According to experts from the desert locust control organization of East Africa together with the Food and Agricultural Organization (FAO) have warned that Uganda is under a possible second invasion of desert locusts. 

According to Everest Magara, the country manager of the Desert Locust control organization of East Africa, there are several swarms of locusts heading towards Uganda from Kenya.

Now, in a bid to avert the devastating effects in Uganda in case of any invasion, the Food and Agricultural Organisation has donated an assortment of desert locust fighting equipment worth U$11 million to the ministry of Agriculture.

Meanwhile, about three weeks ago, Kenya was attacked by desert locusts threatening farmers’ crops and pastures.

Last year Kenya faced its worst locust invasion in 70 years that threatened the food security of millions of people.

Experts say every day, each locust can eat its weight in vegetation daily and multiplies twenty-fold every three months.
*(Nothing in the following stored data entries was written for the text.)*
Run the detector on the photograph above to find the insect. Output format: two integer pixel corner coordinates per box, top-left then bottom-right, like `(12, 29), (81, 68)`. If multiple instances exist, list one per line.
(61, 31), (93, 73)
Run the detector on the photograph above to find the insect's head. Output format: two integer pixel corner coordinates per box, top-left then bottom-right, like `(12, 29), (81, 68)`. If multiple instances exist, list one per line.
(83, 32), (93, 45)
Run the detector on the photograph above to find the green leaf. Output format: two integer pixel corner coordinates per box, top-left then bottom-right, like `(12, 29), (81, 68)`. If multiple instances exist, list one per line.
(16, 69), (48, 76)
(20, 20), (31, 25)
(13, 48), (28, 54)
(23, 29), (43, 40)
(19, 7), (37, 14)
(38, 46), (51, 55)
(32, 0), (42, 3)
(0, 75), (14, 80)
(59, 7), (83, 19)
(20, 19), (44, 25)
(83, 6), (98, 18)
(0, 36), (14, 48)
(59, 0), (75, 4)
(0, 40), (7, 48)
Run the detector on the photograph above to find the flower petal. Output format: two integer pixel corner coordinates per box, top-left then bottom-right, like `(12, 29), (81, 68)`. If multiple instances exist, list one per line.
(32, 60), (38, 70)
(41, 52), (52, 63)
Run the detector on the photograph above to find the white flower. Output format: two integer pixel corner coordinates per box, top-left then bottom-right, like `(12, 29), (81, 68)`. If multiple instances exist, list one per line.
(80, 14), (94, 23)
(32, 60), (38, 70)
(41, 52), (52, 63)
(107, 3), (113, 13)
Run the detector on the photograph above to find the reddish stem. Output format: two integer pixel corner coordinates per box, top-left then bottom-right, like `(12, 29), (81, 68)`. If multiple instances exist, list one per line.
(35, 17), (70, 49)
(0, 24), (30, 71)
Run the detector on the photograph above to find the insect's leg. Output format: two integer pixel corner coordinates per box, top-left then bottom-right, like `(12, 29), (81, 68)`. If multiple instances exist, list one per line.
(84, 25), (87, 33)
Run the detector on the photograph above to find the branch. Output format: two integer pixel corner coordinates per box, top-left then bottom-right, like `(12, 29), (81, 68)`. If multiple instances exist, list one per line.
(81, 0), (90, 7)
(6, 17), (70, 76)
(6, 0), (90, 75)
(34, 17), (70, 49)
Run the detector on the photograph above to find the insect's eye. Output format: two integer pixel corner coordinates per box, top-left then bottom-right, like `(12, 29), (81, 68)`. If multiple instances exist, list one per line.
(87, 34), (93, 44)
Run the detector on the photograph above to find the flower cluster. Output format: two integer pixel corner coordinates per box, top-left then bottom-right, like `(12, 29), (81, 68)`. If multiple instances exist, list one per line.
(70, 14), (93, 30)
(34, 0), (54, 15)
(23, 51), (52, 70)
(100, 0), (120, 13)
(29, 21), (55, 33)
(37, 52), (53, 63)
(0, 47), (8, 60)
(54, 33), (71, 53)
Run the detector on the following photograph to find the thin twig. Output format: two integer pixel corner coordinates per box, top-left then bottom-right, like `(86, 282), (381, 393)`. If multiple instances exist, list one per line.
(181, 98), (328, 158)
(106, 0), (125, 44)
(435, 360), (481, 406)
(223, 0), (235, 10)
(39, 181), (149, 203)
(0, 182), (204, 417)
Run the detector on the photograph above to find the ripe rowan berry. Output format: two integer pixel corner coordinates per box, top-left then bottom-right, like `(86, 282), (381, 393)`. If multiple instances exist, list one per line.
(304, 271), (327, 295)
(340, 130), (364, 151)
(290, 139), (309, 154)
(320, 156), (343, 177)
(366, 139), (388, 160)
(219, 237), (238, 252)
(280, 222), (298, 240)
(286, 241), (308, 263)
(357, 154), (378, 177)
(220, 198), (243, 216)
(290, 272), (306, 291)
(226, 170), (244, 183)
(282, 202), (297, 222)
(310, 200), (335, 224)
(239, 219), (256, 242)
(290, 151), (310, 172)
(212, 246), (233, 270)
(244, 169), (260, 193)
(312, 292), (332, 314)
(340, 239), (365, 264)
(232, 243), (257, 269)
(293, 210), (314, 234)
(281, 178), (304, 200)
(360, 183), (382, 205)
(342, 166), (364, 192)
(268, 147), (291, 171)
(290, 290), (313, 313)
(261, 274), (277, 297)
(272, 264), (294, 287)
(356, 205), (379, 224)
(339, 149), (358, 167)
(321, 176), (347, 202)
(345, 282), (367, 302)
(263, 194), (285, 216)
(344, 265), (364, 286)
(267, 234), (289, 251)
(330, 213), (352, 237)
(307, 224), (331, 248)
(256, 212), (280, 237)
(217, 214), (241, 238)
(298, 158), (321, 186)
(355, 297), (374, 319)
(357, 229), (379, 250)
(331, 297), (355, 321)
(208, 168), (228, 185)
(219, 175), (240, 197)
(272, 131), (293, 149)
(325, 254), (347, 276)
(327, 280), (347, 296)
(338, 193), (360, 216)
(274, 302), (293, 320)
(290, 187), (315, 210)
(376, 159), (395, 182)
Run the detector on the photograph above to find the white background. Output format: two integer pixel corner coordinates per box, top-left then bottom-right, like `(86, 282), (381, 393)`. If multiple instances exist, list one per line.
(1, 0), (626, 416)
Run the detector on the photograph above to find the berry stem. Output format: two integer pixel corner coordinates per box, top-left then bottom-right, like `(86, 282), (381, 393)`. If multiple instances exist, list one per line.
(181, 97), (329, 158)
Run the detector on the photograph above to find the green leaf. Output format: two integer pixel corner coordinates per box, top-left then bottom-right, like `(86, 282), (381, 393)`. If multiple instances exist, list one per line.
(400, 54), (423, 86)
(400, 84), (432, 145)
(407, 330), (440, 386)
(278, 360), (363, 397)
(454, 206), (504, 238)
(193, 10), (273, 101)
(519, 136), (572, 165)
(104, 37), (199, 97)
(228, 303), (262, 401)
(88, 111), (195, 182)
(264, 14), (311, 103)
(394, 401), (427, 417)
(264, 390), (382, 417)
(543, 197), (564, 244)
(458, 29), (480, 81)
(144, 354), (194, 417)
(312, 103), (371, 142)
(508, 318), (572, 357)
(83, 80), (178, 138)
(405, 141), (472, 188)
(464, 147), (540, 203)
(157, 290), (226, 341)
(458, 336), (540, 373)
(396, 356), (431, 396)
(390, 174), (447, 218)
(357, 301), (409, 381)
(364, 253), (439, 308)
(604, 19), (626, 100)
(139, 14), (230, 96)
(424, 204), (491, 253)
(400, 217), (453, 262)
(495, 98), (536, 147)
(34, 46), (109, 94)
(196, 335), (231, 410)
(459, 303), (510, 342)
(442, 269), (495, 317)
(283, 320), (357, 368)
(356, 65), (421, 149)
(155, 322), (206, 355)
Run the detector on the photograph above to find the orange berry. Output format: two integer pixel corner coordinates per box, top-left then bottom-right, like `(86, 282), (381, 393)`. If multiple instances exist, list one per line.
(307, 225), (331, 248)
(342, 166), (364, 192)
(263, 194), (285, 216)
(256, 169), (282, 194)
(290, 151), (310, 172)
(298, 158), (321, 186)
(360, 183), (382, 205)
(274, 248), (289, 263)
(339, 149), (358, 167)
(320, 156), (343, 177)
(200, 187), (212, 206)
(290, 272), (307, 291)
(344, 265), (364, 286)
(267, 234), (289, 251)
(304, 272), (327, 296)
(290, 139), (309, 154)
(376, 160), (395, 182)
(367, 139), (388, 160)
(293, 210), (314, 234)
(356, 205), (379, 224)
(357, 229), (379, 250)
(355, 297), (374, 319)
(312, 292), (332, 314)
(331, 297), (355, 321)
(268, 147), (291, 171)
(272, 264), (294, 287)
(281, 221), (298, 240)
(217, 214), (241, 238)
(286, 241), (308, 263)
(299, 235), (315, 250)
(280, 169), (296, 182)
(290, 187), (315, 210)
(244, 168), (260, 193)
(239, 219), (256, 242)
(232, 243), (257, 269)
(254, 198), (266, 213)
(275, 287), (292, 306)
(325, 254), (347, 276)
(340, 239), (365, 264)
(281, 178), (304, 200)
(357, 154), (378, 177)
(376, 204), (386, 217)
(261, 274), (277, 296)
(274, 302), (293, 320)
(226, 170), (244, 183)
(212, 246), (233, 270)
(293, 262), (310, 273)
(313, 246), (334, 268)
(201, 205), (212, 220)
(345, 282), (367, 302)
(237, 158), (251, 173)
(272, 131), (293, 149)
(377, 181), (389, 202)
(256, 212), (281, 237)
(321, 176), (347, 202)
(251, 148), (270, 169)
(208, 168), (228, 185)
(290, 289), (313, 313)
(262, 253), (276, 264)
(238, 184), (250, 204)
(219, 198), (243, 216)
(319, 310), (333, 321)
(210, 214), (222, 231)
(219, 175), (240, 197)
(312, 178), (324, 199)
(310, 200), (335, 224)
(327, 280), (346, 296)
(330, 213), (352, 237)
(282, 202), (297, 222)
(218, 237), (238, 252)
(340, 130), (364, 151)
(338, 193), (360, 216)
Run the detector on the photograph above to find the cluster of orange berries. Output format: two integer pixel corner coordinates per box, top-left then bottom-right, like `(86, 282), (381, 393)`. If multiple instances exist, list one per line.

A swarm can easily eat as much food as 35,000 people in a single day and multiple two dozen times in three months.

“When we look at the magnitude of the problem, it’s much bigger than an outbreak and it’s an upsurge,” said Cyril Ferrand, FAO (Food and Agriculture Organization of the United Nations) East Africa resilience team leader.

“So that’s really the second biggest intermediate level of infestation, that is spreading across the entire region from Sudan to Somalia to Kenya,” Ferrand says.